Cuento de una noche en el hospital

Una noche en el hospital
Cuento de  una noche en el hospital



Dos conocidos, embriagados, se trenzaron en una pelea; Damián trató de separarlos, y
accidentalmente le dieron una puñalada. Dio unos pasos vacilantes y cayó sobre la vereda.
Despertó en una habitación de hospital, tras una operación de emergencia.
La primer noche durmió bajo los efectos de la anestesia. Al llegar la segunda noche estaba
Inquieto; le tenía terror a los hospitale

Una enfermera entró a revisarle el suero.

- Enfermera - dijo Damián -, me gustaría que dejara la luz prendida.
- ¿Qué? No me va a decir que tiene miedo ¡Un hombre grande! - comentó la enfermera.
- No… no es que tenga miedo, es que… no estoy acostumbrado a estar aquí.
- Pues se va a tener que acostumbrar, tiene para varios días más. ¡Buenas noches! - Y al
retirarse apagó la luz.
En la oscuridad, apenas se veía la mesita que tenía al lado de la cama; del otro lado estaba
el soporte metálico que sostenía en alto la unidad de suero, lo demás era todo penumbras.

Sintió un fuerte pinchazo en una pierna, y seguidamente otros más.

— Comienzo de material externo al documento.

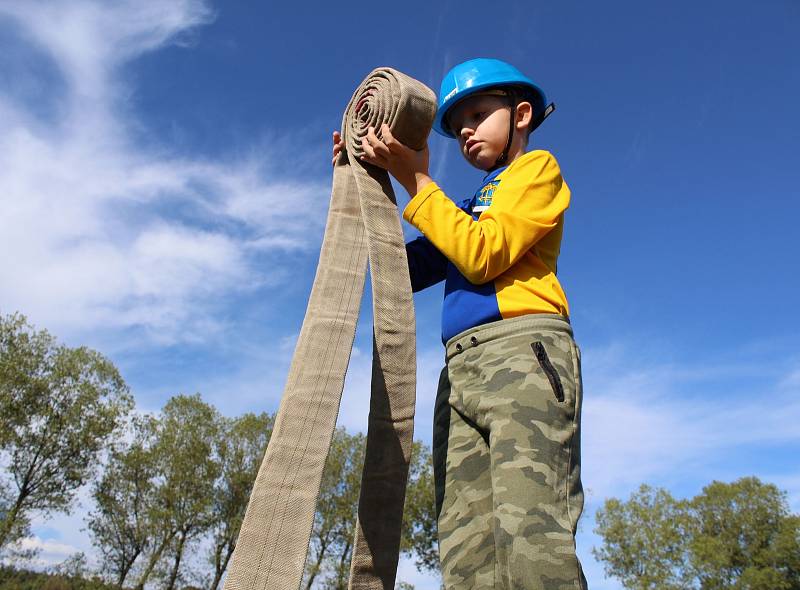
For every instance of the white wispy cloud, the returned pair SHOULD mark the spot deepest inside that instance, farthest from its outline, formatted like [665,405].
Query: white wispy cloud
[90,235]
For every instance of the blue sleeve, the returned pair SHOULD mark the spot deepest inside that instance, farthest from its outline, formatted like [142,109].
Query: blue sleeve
[426,265]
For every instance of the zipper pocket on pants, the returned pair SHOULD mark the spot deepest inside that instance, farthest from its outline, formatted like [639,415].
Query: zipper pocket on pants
[549,370]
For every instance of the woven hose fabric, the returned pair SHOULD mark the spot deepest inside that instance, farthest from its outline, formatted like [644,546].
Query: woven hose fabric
[363,225]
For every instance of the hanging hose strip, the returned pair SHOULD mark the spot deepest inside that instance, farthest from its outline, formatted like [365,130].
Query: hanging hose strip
[363,224]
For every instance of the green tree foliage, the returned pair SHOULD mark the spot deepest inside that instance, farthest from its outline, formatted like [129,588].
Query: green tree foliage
[419,516]
[331,547]
[743,536]
[183,499]
[119,523]
[59,407]
[332,535]
[731,536]
[241,445]
[643,541]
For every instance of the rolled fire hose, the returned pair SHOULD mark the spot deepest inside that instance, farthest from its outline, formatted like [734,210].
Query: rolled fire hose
[363,223]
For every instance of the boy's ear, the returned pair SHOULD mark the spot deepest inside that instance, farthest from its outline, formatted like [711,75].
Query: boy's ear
[524,115]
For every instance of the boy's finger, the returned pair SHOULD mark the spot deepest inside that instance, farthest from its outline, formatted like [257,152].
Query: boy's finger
[368,148]
[386,133]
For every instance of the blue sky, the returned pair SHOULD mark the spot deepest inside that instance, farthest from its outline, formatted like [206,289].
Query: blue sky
[166,174]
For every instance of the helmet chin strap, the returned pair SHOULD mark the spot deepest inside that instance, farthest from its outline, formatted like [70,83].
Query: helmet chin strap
[503,157]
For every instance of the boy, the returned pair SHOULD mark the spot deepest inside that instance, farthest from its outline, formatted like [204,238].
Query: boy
[506,445]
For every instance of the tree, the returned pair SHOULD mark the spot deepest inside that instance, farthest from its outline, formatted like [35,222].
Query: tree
[119,522]
[59,407]
[241,445]
[731,536]
[332,537]
[419,515]
[187,468]
[643,541]
[743,536]
[333,532]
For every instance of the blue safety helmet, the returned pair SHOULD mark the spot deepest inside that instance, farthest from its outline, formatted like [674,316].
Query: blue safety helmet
[479,74]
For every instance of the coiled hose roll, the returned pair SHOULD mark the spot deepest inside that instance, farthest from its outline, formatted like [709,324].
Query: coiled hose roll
[363,225]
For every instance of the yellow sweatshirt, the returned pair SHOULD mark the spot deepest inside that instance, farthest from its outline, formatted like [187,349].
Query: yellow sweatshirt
[498,250]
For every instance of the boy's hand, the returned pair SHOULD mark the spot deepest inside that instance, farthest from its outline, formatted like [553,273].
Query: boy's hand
[409,167]
[338,146]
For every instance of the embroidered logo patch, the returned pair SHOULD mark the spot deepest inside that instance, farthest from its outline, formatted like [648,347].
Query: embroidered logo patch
[484,197]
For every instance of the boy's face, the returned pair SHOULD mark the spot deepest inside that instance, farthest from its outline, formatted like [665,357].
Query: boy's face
[481,123]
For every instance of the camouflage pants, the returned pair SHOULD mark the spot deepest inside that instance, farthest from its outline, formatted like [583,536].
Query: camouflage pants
[506,454]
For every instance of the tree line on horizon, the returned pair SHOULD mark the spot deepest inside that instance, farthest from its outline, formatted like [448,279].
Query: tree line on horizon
[163,486]
[169,491]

- ¡Ay! ¡Dejen de pincharme! ¡Auxilio! ¡Que alguien me ayude! - gritó Damián.

Sentía como le clavaban una aguja, pero no lograba ver quién lo hacía. Se incorporó y tiró
unos manotazos, pero sólo encontró el aire; lo que le clavaba la aguja no era una persona.
Una enfermera entró de repente y encendió la luz, y en ese instante se escuchó que algo
caía al suelo; era una jeringa metálica, de las que usaban antes.
La enfermera y un doctor que se presentó después, le dieron unas explicaciones que no lo
convencieron; mas dejó de insistir cuando lo cambiaron de habitación.